Google Health’s AI Can Spot Breast Cancer in Mammograms Missed by Radiologists

According to a research paper published by Google’s Health division together with Deepmind, Cancer Research UK Imperial Centre, Northwestern University and Royal Surrey County Hospital, the company’s AI model can identify breast cancer in mammograms missed by radiologists and help reduce the number of false diagnoses (via CNET).

AI

Google Health’s AI, which was trained on anonymized mammograms, was tested against scans of over 25,000 women from the UK and over 3,000 women from the US. Researchers believe they are well on their way to developing a tool that can detect breast cancer with greater accuracy.

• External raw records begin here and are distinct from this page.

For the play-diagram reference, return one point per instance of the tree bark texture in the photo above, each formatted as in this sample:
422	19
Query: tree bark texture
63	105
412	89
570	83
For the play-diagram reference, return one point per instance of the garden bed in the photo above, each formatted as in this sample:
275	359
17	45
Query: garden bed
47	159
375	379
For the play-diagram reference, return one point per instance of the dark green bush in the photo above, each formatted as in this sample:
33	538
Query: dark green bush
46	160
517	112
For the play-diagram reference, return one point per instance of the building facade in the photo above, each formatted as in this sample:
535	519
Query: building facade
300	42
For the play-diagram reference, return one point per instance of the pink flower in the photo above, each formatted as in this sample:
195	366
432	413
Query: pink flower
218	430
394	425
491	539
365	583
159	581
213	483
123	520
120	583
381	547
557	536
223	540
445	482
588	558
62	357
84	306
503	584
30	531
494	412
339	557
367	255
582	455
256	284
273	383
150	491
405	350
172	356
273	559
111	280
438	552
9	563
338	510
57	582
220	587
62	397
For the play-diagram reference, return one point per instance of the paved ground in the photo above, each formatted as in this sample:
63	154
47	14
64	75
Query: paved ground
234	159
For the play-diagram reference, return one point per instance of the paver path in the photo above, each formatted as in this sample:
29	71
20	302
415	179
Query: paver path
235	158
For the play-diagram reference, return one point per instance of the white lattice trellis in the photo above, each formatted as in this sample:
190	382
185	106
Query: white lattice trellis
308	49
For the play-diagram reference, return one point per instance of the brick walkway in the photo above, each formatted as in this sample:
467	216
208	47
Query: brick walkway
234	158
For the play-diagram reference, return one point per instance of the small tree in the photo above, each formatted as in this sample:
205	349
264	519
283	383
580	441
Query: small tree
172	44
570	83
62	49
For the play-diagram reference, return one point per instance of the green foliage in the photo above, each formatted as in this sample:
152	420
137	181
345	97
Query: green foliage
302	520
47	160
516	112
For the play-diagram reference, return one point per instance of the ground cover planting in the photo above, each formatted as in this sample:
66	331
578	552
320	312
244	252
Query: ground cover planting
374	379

“Further testing, clinical validation and regulatory approvals are required before this could start making a difference for patients, but we’re committed to working with our partners towards this goal,” said Dominic King, UK lead at Google Health:


In early testing, Google’s AI caught cancers missed by radiologists, but there were also some cases in which it missed cancer that was caught by radiologists, showing it to be fallible in some instances.

The researchers suggest that in the future the AI could work in tandem with medical professionals to prevent breast cancer from being missed and to avoid healthy women being subject to invasive biopsies and the stress of believing they may have cancer. 

Breast cancer is the most common type of cancer occurring in women globally and will develop in around one in eight women in the UK and US at some point.